I’m from Houston. I was born here but in my initial primitive years I did not grow up here. We moved around from the early 60s till the early 70s before resettling in my hometown. Half of that time I spent in England. When I left, America was still in the afterglow of Camelot and when I returned, the civil strife of the Summer of Love was winding down. I left when men still wore fedoras and women wore pink polkadot dresses and both wore their Sunday best to fly on airplanes; when I came back, it was long hair held in place with leather head bands and peace signs hanging from necks. Everything was groovy, or so we were told.
Then came disco. Let us forever forget Saturday Night Fever.
Whether it was the shock of me being dropped into the chaos of changing times or the fact that Mom was a diehard Republican, I have always considered myself a Republican. In 1970s Texas, Republicans were still frowned upon as carpet baggers and country club snobs. In 1979, Bill Clements became the first Republican governor of Texas since the finale of reconstruction in 1874. Texans hold grudges—sometimes lasting 105 years.
I was here in Houston when Ronald Reagan had his very own golden escalator moment (it was a golden glass elevator) on the first campaign stop after being officially coronated in Detroit. I shook his hand, as well as Clements’ and George Bush’s. Kind of cool. In a mock-election held in our school in 1976, Jimmy Carter beat Ford going away. In 1980, my fellow students realized Carter was a lightweight. Times were indeed changing.
I’m a Texas Aggie. No, not a Texas A&M Aggie. There is no such thing. Aggie is short for Agricultural, as in Agricultural and Mechanical. Oxymorons from ESPN can’t quite understand that. Regardless, I was exposed to conservative and socialist thought by a very well-balanced staff—made up of mostly conservatives—who held their convictions tight to their chest so we could all decide for ourselves; the way it was and should be again. I earned my B.S. in political science and I’m perfectly qualified to spread BS. Hopefully it won’t be too thick.
Just after college, I first heard a fellow by the name of Rush Limbaugh on the radio, and I was finally able to say, with a straight face, that I was a conservative. So much for my introduction into politics.
I began my career at the Houston Post in the mid-80s with the full intention of becoming the next Woodward and Bernstein (thank God I became neither). I met the woman of my dreams, knew that we couldn’t make a go of it on a journalist’s salary, and I began working as a market intelligence consultant. I wrote hundreds of soul-sucking private subscription reports for 20 years. To this day, I have a total aversion to phones because of the thousands of interviews I completed for those reports.

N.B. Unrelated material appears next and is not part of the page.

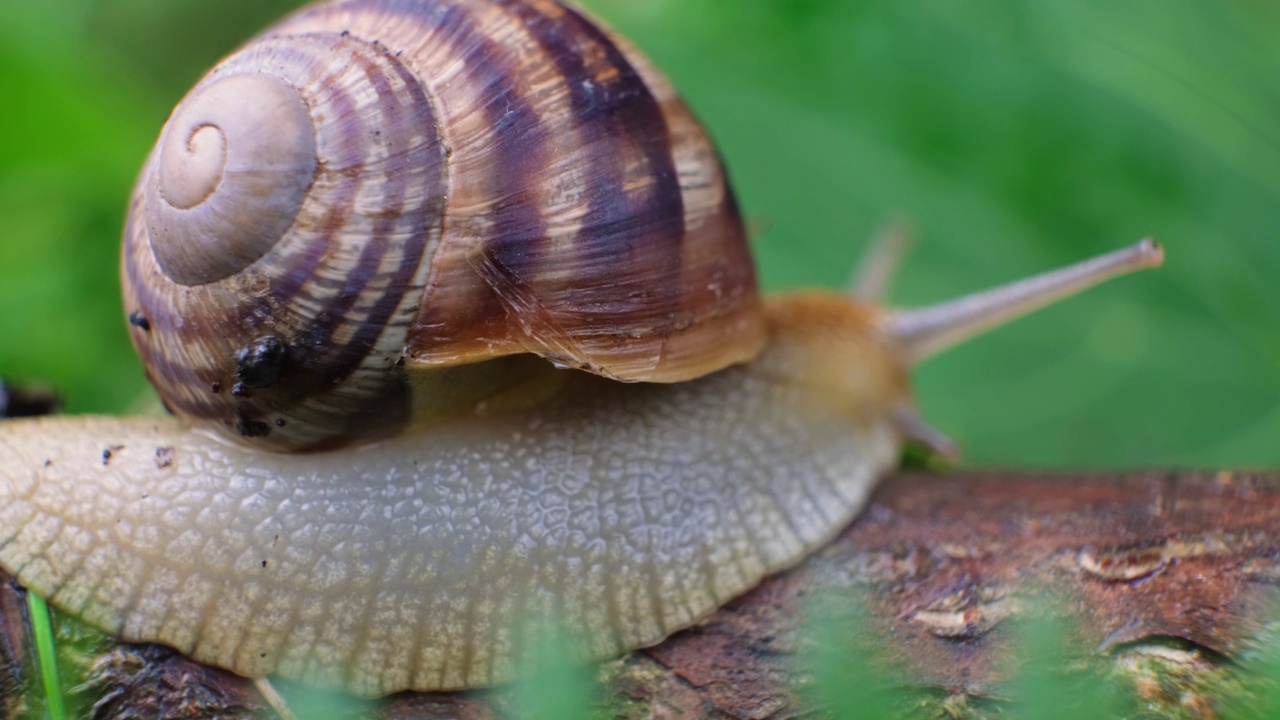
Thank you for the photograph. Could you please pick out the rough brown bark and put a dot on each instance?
(1166, 575)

Around 2002 I was sucked into controversy concerning the public schools’ disciplinary system affectionately known as Zero Tolerance. Before it became cool to storm the school boards, our little group did such things. We also stormed the Texas Legislature which ended with two laws, signed by Rick Perry, supporting our efforts. I declared victory and faded back into obscurity.
During that period, I became involved in politics. I ran for school board twice. I lost both; the second time I gained the most votes—at that time, at least—of any loser in school district history for which I am very proud. I’m not sure that the winner gained the most votes of any winner; it was a 2020-like election where the vote counting was questionable—they ran ballots through twice before realizing the error of their ways. The morning after, I was so damned relieved that I didn’t win. But I learned while it’s great to rattle the cages of the stupid, the real corruption is elsewhere.
I drifted away from politics and market intelligence consulting and finally declared myself semi-retired. I’m not really sure what that’s supposed to be. But if it’s lazy and fat, then I’m all over it.
I had always written fiction, mostly short stories, from the time I was in high school till the time we had our daughter—almost 31 years ago as of this writing. With the appearance of my son, my writing endeavors were officially put on hiatus. I started again around 2004, finishing a novel that put War and Peace to shame. That novel will never be published. I started my second during the Age of WuFlu. At 100,000 words, it is within striking distance of acceptable publishing length for a first-time novelist. Whether it’s good enough for a first-time novelist we’ll have to see. I’m having a bit of trouble on the second draft and so here we are. I need another outlet so I’m not all consumed with the book. That’s what this is.
I gave this a long, hard thought. The Age of Cancel Culture dictates that you must be anonymous with the hopes that the Fascist Fairies with Pixie Dust won’t come sprinkling (and no, that’s not a disparaging comment on gender fluidity). But the concern is that my hopeful novelist endeavors won’t be nuked by some Ivy League-trained sycophant who wouldn’t know a deep thought if they sank to the bottom of the sea. When I was the leader in our little political movement, I instructed people in our group to always use their real names when lobbing grenades from behind computer screens. That kept it honest. So, I will try to keep it honest. I can’t be fearful of speaking my mind, especially when there are real patriots in the world who are risking their jobs and families to just say no.